IDEATION

Design Thinking

Sketching Frameworks

Design thinking is a human-centered approach to innovation that draws from the designer's toolkit to integrate the needs of people, the possibilities of technology, and the requirements for business success. Sketching frameworks help make sketching ideas easier for non-designer types by creating structure and constraints that prompt solutions in a way that is user-centered and product focused.


Design Sprints:


Design thinking & Design Sprints are a set of tools and processes thing bring cross disciplinary minds (usually non-designers) with different skill sets into the design process to help us achieve our goals


A Google Design Sprint:


Monday > Frame questions & do research

Tuesday > Synthesize findings, storyboard/sketch ideas, decide

— sketching frameworks apply to the idea generation on Tuesday

Wednesday > Create designs, prototype, schedule user testing

Thursday > Test the prototype & gather insights

Friday > Capture learnings, iterations, summarize important findings & plan next steps

Note:


These tools help you involve the stakeholders and/or clients into the creative process thus, creating a shared ownership of the solution. This helps avoid being told what to do from a stakeholder/client—helps you avoid the "swoop & poop."
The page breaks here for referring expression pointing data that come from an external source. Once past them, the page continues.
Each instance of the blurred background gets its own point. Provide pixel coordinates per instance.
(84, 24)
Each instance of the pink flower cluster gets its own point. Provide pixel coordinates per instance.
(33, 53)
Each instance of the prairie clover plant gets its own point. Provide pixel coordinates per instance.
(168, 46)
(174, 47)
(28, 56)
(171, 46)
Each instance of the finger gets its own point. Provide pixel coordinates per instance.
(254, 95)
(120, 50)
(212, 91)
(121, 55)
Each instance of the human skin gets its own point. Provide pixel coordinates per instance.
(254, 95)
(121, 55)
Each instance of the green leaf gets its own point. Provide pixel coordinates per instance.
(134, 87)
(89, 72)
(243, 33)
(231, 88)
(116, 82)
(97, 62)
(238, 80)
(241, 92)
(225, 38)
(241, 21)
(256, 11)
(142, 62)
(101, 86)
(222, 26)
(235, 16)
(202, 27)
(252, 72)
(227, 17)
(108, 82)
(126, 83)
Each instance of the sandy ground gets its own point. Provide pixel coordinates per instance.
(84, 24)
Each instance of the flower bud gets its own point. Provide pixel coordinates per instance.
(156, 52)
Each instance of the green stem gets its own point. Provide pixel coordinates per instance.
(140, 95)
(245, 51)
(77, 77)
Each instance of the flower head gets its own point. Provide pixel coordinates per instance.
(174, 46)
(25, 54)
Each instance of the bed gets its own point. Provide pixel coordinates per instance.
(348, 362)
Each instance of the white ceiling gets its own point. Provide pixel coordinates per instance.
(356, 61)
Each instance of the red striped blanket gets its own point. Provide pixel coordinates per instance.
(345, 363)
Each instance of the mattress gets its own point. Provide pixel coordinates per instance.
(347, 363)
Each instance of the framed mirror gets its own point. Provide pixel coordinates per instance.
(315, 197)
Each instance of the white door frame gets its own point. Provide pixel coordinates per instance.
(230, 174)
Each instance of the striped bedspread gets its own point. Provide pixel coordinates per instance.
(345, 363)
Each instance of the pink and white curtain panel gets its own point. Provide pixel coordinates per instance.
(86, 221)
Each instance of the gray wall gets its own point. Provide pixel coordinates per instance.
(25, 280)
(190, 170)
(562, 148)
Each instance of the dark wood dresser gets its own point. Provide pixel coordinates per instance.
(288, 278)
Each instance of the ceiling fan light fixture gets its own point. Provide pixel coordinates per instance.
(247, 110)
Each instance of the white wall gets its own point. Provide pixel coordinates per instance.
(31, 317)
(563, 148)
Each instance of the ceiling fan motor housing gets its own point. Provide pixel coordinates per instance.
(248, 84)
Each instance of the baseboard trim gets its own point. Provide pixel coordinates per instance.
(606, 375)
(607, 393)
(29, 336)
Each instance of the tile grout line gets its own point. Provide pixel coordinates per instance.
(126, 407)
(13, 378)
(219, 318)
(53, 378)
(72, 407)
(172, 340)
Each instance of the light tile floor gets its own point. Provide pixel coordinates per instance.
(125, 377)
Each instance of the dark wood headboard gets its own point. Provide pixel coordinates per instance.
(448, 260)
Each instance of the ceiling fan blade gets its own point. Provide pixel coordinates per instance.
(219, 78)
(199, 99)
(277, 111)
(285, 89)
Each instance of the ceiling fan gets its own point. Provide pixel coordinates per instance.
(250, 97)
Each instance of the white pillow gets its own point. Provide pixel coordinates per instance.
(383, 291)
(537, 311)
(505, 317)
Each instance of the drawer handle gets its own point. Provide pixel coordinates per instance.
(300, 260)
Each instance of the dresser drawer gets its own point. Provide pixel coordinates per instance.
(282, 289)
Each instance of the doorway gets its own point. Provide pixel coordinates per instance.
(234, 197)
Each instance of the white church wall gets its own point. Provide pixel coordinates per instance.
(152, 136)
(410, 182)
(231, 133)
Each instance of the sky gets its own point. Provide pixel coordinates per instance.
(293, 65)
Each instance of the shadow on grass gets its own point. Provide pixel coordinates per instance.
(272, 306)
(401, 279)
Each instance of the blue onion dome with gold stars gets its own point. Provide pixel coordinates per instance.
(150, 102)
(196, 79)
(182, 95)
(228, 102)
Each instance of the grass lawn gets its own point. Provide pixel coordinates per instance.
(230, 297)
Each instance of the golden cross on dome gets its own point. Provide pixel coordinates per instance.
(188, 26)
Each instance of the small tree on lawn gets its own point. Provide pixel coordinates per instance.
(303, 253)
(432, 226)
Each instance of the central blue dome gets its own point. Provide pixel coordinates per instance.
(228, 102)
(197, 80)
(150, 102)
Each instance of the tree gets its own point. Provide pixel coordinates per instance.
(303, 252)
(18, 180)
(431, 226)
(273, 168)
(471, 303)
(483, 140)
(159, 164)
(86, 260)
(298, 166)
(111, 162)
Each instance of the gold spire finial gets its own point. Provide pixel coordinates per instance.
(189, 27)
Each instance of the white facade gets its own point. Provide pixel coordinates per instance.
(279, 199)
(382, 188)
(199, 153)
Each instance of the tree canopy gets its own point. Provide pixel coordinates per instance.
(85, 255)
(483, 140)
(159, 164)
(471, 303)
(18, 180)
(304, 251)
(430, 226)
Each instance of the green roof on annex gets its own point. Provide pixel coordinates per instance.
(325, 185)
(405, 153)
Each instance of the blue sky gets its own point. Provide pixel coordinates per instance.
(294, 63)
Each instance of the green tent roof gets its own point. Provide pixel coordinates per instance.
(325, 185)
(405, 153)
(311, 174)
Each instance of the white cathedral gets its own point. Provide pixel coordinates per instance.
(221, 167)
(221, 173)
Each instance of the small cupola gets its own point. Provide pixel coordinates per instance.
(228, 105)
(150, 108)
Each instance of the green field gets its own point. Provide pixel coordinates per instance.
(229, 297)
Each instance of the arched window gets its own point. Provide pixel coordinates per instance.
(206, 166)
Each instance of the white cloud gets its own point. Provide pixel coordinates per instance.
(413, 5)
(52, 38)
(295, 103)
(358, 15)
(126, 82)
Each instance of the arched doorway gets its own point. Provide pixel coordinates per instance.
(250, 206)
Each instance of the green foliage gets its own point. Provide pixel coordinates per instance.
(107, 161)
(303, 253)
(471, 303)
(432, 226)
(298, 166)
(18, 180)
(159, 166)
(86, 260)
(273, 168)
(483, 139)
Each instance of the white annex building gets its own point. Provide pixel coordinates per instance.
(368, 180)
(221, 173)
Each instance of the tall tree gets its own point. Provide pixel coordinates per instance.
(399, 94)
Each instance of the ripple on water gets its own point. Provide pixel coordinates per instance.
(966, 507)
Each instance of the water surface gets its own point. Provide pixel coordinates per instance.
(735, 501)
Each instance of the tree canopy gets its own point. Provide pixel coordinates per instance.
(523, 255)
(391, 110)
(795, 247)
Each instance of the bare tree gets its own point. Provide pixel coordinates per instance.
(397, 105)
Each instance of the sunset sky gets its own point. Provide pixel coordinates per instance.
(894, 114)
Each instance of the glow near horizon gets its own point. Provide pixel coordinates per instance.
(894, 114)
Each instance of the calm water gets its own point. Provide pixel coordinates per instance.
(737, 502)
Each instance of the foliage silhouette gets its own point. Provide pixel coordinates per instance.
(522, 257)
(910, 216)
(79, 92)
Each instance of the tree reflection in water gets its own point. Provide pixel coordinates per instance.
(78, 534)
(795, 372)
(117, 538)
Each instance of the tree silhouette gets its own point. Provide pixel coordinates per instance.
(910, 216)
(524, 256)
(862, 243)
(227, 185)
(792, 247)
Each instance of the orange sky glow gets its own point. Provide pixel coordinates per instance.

You can print this out and bring to the meeting to help set the vibe


STOP 1

The Value Prop


Best used to sketch “Concept Level” ideas. Place your persona in their environment with their problem and proposed solution side by side. Keep the proposed solution simple and don’t worry about capturing UI details—you can speak to them if needed.

STOP 2

The 4-Up


Quick way to sketch out a story from end-to- end conveying 4 different steps within a specific scenario without getting into the "weeds" about the details of the solutions. Talk about the details if you can't fit them in.

STOP 3

The Picture Framer


This technique is used to simplify sketching down to one screen concepts. It’s not used for conveying workflows. It’s used to help convey different concepts & ui layouts. One concept per picture frame.